Using sidebar and full page text boxes close together may look strange in the text editor, but any messy-looking overlap between text boxes will often be resolved on the front end version of our content.

Glossary terms can be added using the special button at the very end of the toolbox — the one with “GL” on it. You can also add a glossary term without embedding it in the text. It will be added to the library. You can do this by looking under the “Organize” option on the menu at the left hand of the Pressbooks window/dashboard. Another example: Lorem ipsum

Formatted glossary terms will look weird in the textbox, but once you switch to the front end view of the textbook, that shouldn’t be an issue. To see what the front end of what you’re currently working on looks like, go to the right-hand rail of the composing screen to the “Status & Visibility” box and click “Preview.”

Dividing lines can be used to separate sections visually, but it’s not clear how (or if) screen readers will interpret them.


We may not use tables very often for the English I textbook, but they’re easy to add using the button in the bottom row of the rich text box’s toolbar.
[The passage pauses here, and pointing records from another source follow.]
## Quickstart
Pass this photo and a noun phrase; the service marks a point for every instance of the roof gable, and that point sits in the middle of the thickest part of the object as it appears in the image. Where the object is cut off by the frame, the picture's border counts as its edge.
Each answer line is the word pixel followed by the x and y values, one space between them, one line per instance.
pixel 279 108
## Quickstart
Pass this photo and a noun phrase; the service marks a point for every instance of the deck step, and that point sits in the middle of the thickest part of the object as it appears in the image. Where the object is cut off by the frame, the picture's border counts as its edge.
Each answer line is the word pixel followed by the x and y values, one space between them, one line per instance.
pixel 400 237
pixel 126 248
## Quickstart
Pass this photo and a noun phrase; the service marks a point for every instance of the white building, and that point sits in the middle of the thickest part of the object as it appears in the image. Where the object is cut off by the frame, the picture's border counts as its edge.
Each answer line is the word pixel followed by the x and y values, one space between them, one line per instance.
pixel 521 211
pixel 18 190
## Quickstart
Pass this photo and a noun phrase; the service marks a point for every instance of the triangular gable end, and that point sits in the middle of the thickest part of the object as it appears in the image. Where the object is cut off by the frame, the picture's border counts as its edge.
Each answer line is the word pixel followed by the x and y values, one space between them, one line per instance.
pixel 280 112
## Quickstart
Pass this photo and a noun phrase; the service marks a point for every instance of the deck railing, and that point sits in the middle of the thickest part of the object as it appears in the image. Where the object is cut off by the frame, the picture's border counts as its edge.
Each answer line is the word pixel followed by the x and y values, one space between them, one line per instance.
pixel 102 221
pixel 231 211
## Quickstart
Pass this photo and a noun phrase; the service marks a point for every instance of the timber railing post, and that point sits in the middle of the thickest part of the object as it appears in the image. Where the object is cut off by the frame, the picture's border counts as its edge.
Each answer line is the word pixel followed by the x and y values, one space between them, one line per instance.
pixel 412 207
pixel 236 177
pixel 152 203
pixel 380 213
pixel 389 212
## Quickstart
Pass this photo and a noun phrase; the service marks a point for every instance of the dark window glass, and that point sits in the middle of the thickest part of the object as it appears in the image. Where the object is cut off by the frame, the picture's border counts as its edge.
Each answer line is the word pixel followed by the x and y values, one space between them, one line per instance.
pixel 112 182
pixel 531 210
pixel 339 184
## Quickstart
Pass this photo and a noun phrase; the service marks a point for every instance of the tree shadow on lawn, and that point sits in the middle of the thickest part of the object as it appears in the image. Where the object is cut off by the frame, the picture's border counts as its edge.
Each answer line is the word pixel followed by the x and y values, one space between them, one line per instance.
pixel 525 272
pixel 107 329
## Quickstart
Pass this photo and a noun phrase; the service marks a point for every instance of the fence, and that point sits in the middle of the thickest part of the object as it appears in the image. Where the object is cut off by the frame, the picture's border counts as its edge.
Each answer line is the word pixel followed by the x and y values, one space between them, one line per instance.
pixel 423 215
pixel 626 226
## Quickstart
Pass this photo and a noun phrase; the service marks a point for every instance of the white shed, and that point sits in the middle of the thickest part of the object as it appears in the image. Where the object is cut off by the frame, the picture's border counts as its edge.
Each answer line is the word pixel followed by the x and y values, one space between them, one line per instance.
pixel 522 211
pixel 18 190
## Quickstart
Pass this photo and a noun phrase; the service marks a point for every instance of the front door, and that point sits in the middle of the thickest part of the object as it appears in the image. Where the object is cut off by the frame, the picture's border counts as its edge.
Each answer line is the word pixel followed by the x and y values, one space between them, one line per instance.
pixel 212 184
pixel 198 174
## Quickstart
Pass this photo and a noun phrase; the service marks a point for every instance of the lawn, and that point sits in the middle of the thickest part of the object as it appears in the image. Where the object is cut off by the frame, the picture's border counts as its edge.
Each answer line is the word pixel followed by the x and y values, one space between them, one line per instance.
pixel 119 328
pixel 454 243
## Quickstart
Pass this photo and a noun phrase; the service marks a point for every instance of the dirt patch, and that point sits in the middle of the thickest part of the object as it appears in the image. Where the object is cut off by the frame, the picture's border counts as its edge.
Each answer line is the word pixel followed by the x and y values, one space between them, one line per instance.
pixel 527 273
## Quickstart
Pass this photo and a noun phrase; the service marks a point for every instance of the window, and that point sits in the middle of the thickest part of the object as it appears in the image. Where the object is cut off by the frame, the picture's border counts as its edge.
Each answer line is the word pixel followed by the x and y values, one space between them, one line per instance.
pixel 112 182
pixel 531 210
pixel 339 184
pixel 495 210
You’ll choose the number of columns and rows from the table dropdown and Pressbooks will create it for you. Select (click on) the table with your mouse and give it visual properties by selecting that option from the dropdown (otherwise it will be a blank box and you won’t see a grid dividing the cells).

  • You can also add special formatting to any or all of the cells using the options in the dropdown.
  • You can also add padding to the cells, change orientation of the text inside the cells, and increase or decrease the height and width of the cells.
  • Remember that you’ll need to make sure your tables are accessible to those using screen readers. Format header columns and rows appropriately and add captioning to explain what the table demonstrates or shows.
    • To format header cells: table button > cell > table cell properties > cell type > header cell.
You can add a caption that appears below the table even though it appears above it in the editing window.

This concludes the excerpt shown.